24.1.09

JOSÉ Manuel Rodrigues da Silva, editor do Jornal de Letras, um profissional com quatro décadas de profissão, acaba de morrer aos 69 anos, devorado por um cancro. Trabalhou quase até ao fim, na banca do jornal, e só quando a doença o impossibilitou por completo de se deslocar à redacção se viu forçado a desistir. Despediu-se do ofício – e da vida, afinal – com um texto pungente, publicado em 8 de Outubro no JL, que constitui simultaneamente um retrato assombroso do jornalismo português e do papel que cada um de nós nele desempenha, a partir do testemunho pessoal do autor.
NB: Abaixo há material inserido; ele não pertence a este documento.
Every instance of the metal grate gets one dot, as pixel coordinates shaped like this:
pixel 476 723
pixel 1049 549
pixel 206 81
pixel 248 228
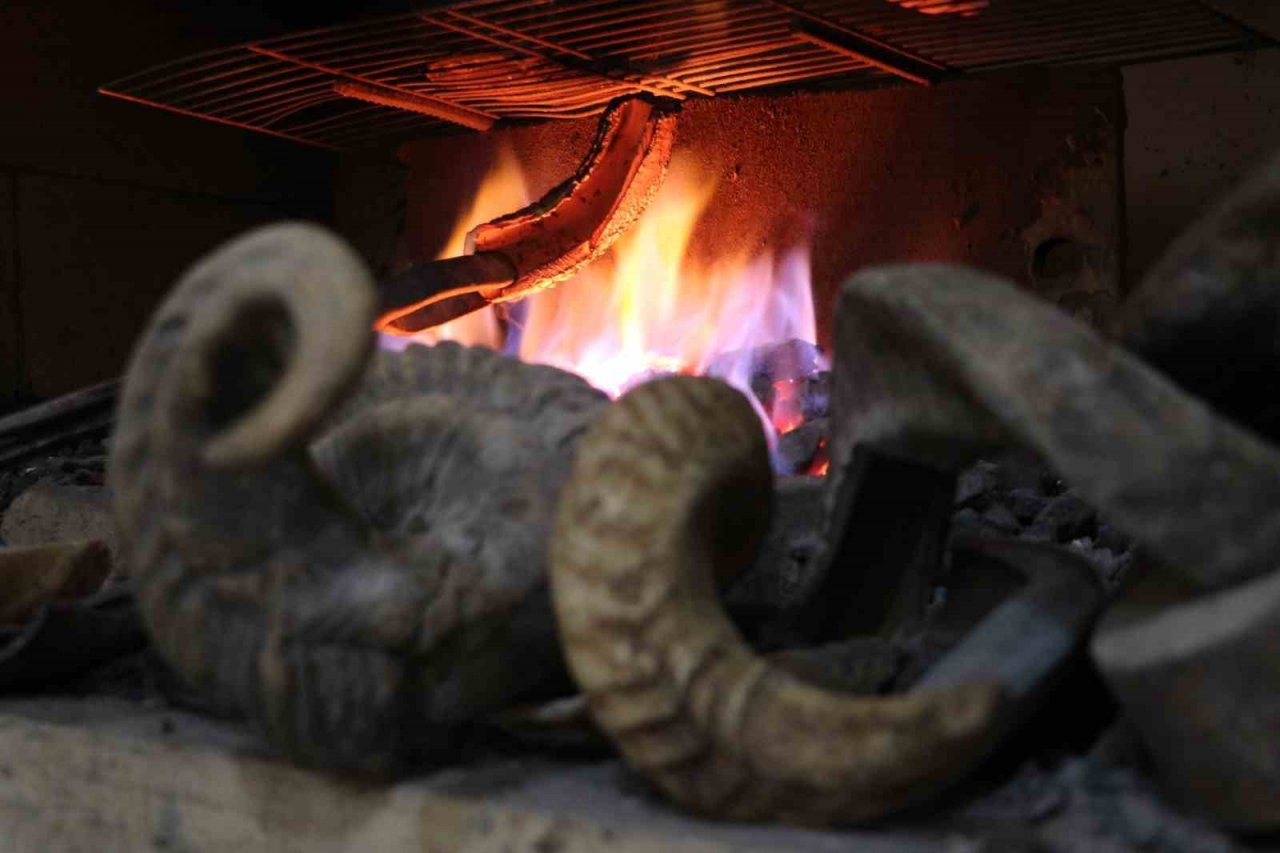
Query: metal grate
pixel 478 62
“O jornalismo contém em si uma epistemológica contradição. Como historiadores do instante, os jornalistas fabricam a memória, mas, incapazes de reter a História do Jornalismo (que não é a mesma coisa que a História da Imprensa), fabricam em simultâneo o seu próprio esquecimento. Na avidez na notícia, vampirizam o presente, e o presente paga-lhes na mesma moeda: jornalista que deixe de escrever deixa de existir, para em breve nunca sequer ter existido. As stars jornalísticas do momento que se preparem: por muito que hoje andem nas bocas do mundo, um dia virá em que ninguém sabe quem são, em que ninguém sabe quem foram. Sei de dezenas de grandes jornalistas, a quem o jornalismo português muito deve, mas que hoje nem os próprios jornalistas sabem que existiram. (...) Dos dez jornais diários que se publicavam em Lisboa nesse remoto 30 Junho de 1968 em que me iniciei na profissão sobra um, e da meia dúzia de revistas então existentes, nem isso: foram-se todas. Não refiro isto por saudosismo, mas porque sei que nada, nem ninguém está seguro no jornalismo português actual. Mesmo quem pensa que está, provavelmente está-o bem menos do que julga.”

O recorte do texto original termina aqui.